I think with the help of greenhouse gases the planet could be more far away from the star and not be tidally locked, also you have to take in account that the flares will affect the part that is expose to the star so exist the possibility life could survive in the part in the middle of day and night could be protected from radiation

Red dwarfs? (0)

Rashdot (845549) | about 7 months ago | (#47155043)

Wouldn't they prefer to be called "vertically challenged Irish Americans"?

Are red dwarfs like the underwear gnomes? (1)

Time_Ngler (564671) | about 7 months ago | (#47155181)

1. Give vasectomies and tubectomies to everyone on alien worlds
2. ?????
3. Profit!

Old red dwarfs (0)

Anonymous Coward | about 7 months ago | (#47155197)

Old red dwarf (2 billion years old )are also more stable and produce less flares so giving life a chance.

Of course (1)

argStyopa (232550) | about 7 months ago | (#47156011)

...one of the things that is rarely communicated in these sorts of announcements are the error bars in the 'estimate'. Asserting something categorically "is" or "isn't" from what we know is just silly.

We also believe that we've just discovered terrestrial planets 17x the mass of Earth that, according to our calculations, should be Neptunian "small" gas giants.

Like so many sciences, the more we discover, the more we realize how very little we know.

I think it was Carl Sagan who said that - in the context of astronomy & cosmology - we're essentially postulating the entire earth from the equivalent of a cup of seawater. That's probably rather optimistic.

Typical Discovery story? (1)

Stachel (718095) | about 7 months ago | (#47156173)

"potentially deadly"
"could have significant impacts"
"a problem for life"
"estimate"
"it can strip"
[...] Cohen told Discovery News

A lot of 'ifs' and some potential for drama, that's Discovery channel for you nowadays. Everything needs to be spiced up and 'made more interesting' by adding suspense, drame, etc.

Even a walk in the park can be potential disaster, not to mention the problems that can occur while taking candy from a baby.

Good thing I have 56 other channels ;)

When will the documentary be made? (1)

jphamlore (1996436) | about 7 months ago | (#47156375)

When will the Hollywood or Toho documentary "Godzilla Planet" be made about these amazing discoveries?

Dwarf suns bearing life? (0)

Anonymous Coward | about 7 months ago | (#47156663)

Who ever believed that red dwarf suns were candidate solar systems for looking for life? I know that Krypton was supposed to orbit a red sun, but that's total crap fiction. Is this really news?

That explains why (1)

maroberts (15852) | about 7 months ago | (#47157657)

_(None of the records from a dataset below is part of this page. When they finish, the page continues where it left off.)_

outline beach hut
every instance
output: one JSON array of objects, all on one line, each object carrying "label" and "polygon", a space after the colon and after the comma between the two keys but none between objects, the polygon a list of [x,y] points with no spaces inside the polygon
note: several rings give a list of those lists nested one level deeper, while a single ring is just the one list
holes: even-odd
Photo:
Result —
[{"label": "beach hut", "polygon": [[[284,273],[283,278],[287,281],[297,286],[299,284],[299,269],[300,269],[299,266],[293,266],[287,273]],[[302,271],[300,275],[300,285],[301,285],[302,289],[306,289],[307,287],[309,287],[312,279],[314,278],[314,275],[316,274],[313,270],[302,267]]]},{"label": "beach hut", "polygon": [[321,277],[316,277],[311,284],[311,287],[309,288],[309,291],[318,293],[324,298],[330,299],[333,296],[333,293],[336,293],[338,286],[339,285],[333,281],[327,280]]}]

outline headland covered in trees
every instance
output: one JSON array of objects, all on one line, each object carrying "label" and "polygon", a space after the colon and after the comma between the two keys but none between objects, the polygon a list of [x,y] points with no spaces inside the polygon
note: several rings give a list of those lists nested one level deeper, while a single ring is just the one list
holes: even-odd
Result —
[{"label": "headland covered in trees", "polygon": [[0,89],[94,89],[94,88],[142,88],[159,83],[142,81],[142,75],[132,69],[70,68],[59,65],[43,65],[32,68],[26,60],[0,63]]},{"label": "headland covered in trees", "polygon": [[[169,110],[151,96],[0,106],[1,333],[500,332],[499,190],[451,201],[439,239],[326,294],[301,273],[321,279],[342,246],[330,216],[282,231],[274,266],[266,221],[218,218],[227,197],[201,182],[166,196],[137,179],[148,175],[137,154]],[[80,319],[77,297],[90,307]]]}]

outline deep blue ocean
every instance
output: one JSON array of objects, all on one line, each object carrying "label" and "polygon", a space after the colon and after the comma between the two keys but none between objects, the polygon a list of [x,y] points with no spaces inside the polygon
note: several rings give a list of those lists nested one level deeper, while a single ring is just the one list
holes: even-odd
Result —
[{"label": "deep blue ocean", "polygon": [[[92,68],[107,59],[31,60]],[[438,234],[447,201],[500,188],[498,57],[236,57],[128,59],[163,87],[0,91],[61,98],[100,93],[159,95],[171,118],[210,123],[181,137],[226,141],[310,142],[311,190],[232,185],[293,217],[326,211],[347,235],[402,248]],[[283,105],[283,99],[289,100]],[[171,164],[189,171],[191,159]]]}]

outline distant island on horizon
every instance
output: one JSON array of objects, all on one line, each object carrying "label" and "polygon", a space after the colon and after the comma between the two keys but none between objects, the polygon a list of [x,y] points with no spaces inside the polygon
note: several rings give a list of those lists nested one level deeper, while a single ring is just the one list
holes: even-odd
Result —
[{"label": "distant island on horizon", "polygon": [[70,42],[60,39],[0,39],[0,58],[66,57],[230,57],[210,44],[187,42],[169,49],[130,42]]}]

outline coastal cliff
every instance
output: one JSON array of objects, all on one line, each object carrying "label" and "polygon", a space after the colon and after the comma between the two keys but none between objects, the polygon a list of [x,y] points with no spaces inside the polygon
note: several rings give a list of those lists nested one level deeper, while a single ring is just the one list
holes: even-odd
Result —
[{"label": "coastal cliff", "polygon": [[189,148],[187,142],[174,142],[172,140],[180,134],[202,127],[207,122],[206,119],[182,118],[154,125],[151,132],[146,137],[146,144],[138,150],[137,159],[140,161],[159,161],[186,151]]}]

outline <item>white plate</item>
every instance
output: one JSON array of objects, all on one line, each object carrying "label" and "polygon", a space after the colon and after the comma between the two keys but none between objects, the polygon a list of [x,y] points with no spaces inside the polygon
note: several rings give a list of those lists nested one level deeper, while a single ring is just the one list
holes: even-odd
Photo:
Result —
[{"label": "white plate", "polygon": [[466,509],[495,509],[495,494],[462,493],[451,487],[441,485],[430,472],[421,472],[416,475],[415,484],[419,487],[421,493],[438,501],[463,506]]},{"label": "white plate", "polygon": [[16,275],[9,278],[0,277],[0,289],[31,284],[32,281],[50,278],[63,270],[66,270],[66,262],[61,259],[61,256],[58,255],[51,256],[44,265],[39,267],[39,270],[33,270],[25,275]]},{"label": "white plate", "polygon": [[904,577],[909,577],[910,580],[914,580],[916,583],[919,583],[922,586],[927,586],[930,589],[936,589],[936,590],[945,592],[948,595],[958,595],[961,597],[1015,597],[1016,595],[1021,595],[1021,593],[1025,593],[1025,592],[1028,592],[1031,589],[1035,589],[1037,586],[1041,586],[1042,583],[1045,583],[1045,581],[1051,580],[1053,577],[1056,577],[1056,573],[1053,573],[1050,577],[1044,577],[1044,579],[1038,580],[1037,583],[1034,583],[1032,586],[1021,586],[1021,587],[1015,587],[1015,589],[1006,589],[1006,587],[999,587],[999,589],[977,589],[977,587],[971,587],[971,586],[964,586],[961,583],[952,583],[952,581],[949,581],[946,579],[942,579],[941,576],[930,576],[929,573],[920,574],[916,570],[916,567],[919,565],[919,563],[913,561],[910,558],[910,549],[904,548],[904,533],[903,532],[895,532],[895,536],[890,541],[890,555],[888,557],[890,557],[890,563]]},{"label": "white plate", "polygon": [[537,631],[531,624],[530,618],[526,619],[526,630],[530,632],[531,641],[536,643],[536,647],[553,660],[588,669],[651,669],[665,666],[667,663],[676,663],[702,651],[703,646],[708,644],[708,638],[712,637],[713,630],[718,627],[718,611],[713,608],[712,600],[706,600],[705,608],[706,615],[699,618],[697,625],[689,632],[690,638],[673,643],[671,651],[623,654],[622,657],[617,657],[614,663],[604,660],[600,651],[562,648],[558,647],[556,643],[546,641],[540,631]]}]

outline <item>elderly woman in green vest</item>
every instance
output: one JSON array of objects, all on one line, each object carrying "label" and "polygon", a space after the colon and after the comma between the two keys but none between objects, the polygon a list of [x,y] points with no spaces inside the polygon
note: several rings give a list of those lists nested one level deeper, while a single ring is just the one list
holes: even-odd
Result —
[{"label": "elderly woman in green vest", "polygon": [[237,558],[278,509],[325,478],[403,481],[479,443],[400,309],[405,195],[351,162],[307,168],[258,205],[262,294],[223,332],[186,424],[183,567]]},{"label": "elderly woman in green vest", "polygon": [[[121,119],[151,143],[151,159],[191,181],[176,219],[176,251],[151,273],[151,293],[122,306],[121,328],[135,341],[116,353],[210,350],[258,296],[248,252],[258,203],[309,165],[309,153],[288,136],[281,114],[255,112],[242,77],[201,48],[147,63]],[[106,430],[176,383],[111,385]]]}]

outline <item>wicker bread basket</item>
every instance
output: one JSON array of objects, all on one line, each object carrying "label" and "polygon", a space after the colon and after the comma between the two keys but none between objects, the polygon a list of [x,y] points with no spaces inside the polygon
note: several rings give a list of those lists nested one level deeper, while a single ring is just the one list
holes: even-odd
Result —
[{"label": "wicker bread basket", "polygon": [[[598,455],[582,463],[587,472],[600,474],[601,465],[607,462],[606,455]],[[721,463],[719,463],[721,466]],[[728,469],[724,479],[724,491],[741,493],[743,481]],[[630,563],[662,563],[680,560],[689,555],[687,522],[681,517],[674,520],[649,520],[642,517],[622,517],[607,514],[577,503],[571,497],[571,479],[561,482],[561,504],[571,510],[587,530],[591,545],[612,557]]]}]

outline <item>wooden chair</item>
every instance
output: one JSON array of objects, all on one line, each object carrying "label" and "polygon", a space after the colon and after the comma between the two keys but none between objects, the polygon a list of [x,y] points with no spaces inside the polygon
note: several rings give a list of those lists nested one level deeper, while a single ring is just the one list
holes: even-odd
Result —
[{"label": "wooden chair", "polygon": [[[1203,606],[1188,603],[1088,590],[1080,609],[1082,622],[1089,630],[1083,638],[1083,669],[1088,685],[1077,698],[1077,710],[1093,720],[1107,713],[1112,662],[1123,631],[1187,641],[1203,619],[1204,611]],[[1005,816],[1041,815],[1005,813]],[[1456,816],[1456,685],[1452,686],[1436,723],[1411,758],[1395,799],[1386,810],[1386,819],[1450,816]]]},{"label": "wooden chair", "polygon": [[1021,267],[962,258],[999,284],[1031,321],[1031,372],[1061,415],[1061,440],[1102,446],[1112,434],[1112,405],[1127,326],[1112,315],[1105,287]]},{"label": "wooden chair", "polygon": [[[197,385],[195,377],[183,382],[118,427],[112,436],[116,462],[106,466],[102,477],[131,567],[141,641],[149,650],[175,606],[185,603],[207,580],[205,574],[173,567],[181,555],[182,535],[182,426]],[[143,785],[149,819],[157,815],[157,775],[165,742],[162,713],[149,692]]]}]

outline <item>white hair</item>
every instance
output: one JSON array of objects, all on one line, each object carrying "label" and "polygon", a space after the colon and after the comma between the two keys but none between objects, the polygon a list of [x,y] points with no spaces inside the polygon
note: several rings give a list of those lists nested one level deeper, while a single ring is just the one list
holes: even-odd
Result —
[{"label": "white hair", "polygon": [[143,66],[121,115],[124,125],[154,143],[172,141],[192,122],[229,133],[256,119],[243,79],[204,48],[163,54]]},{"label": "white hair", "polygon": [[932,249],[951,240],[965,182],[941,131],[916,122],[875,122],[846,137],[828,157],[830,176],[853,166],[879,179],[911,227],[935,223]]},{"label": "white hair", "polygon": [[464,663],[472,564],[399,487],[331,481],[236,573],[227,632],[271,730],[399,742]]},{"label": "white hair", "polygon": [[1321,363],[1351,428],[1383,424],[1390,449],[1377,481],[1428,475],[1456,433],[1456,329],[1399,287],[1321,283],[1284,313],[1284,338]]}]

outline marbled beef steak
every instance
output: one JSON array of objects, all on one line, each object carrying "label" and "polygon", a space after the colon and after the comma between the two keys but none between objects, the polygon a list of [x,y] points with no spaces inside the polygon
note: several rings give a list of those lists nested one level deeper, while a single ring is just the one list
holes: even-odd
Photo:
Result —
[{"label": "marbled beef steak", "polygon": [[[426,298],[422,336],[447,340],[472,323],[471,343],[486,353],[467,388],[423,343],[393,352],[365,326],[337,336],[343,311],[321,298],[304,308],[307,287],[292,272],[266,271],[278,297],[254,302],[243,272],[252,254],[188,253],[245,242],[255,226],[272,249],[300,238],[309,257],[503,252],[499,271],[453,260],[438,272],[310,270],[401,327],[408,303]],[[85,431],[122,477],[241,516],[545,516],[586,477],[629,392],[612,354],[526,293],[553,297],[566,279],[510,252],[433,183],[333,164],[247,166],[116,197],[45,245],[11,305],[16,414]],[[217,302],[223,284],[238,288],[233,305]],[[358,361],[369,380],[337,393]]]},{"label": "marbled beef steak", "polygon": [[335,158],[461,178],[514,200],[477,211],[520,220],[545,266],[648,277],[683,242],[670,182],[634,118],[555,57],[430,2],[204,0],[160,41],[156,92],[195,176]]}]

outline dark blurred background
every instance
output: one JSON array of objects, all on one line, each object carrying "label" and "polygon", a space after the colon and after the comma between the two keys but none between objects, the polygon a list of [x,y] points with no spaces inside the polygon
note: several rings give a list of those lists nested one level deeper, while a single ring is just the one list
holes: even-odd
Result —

It's cold outside, there's no kind of atmosphere.... Red Dwarf [youtube.com]

How does that affect the Drake Equation (1)

maroberts (15852) | about 7 months ago | (#47157721)

Does it make ne extremely low in the Drake equation [wikipedia.org] ?

Nothing new to see here. (1)

Draugo (1674528) | about 7 months ago | (#47162309)

This is not new information and I don't know why it's on Slashdot.